AI with translucent thoughts would include other kinds of system I think are probably much more competitive, like systems of LLMs trained jointly using RL / your favorite method, or LLMs producing long generation with a lot of “freedom” (to such an extent that considering it a safe microservice would not apply).
I think there is a 20% chance that the first AGIs have translucent thoughts. I think there is 5% chance that they are “strict open agents”. Do you agree?
No. I think AIs used to do useful things competitive with human professionals will be 90% or more stateless open agents.
There is simply not a feasible way to get sufficient reliability without this.
This means you, yes, might use an llm to interpret what a human wants to do, fill out paperwork, etc.
But a task like ‘validate this bridge design’ or ‘diagnose this patient’ or ‘remove the brake module from this car and install a replacement’ you need those many 9s of reliability.
Open agents have a human readable file of what they are there to accomplish, a series of state frames, and are completely deterministic, relying on nothing but the (input frames, file instructing them what to do) to make their decisions.
Note I have added the idea of ‘stateless microservices’, which essentially all large software systems today use (every online service that is reliable I know of uses them) on to “open agents”, from my years of debugging complex systems.
You are just not going to get it reliable enough to even ship the first time if you don’t have such a tight architecture. How can you debug a “real” general intelligence that works like a human? You can’t, the machine has “thoughts” and changes over time and it’s own goals and so on and so forth. Infeasible.
You will not get to the point of boxing said systems because they aren’t usable in production to begin with.
Note that all AI systems, except perhaps a few tiny research toys, are currently stateless. Robotics control systems like for autonomous cars are also already build as open agency systems, and again, this is true for all of them I am aware of. So this is not a stretch or a big effort, it’s what the engineers are already doing.
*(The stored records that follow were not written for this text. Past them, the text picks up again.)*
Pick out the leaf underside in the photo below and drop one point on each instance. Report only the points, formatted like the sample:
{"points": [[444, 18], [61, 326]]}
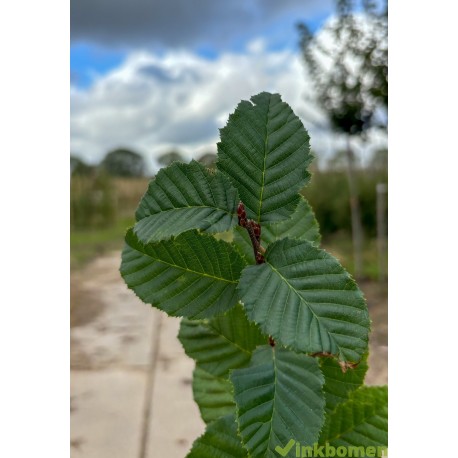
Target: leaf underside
{"points": [[301, 226], [213, 395], [304, 298], [219, 440], [193, 275], [279, 397], [184, 197], [265, 151], [360, 421], [221, 343]]}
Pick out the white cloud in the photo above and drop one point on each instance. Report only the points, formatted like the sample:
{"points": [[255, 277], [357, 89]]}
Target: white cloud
{"points": [[153, 103]]}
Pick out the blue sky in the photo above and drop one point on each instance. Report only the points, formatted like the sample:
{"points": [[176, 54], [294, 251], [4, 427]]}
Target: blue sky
{"points": [[156, 75]]}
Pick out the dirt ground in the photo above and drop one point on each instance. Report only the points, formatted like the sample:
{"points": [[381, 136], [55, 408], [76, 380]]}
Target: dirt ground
{"points": [[131, 393]]}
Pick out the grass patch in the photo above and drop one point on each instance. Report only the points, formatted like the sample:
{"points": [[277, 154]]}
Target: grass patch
{"points": [[340, 246]]}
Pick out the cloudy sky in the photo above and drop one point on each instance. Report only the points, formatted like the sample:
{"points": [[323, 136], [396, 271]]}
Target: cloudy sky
{"points": [[153, 75]]}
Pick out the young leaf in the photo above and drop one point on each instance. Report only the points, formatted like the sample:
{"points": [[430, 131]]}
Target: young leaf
{"points": [[212, 394], [279, 397], [193, 275], [360, 421], [305, 299], [265, 151], [301, 226], [184, 197], [221, 343], [219, 440], [338, 385]]}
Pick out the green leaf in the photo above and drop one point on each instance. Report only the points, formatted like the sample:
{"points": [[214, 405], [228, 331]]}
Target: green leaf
{"points": [[265, 151], [184, 197], [305, 299], [212, 394], [338, 385], [360, 421], [222, 343], [279, 397], [301, 226], [193, 275], [220, 440]]}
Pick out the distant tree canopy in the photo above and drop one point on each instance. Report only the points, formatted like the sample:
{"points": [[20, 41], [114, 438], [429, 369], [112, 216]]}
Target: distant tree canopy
{"points": [[79, 167], [123, 163], [350, 72], [167, 158]]}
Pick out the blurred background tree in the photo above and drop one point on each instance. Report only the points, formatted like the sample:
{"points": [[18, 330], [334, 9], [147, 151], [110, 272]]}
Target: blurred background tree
{"points": [[348, 64], [123, 163], [208, 159]]}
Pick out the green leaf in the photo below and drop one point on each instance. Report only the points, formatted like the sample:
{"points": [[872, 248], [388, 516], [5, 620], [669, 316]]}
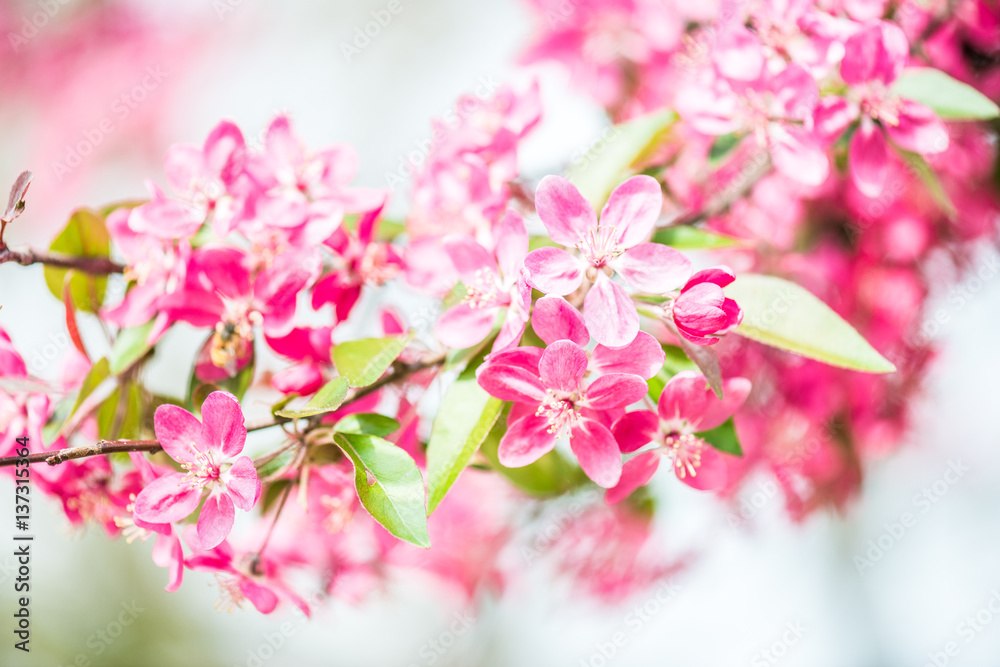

Mmh, interesting, I hadn’t thought of it from the need-for-robustness angle.
Do you think it matters because LLMs are inherently less robust than humans, and therefore you can’t just replace humans by general-ish things? Some companies do work as a combination of micro-entities which are extremely predictable and robust, and the more predictable/robust the better. Do you think that every entity that produces value have to follow this structure?
I disagree with what you said about statelessness because the AI with translucent thoughts I describe are mostly stateless. The difference between CAIS & AI with translucent thoughts is not the possibility of a state, it’s the possibility of joint training & long “free” text generations which makes hidden coordination & not-micro thinking possible.
That free text generation is state buildup. It’s the cause of most software failure since the beginning.
Current llms, because they have only a single buffer which is human readable as their state are fairly safe. The danger comes if we start hiding memory cells in network layers. Where unexaminable values are being stored, and from frame to frame these values are being used in a hidden way (to maximize reward)
When you say translucent thoughts you are proposing we structure ourselves exactly WHAT the machine can store from frame to frame, and we can validate this such as by having a different model “pick up” from a frame and complete a task.
If task performance drops because the stored data wasn’t formatted correctly (the AI hijacked the bits to store something else) we can automatically measure this and take action.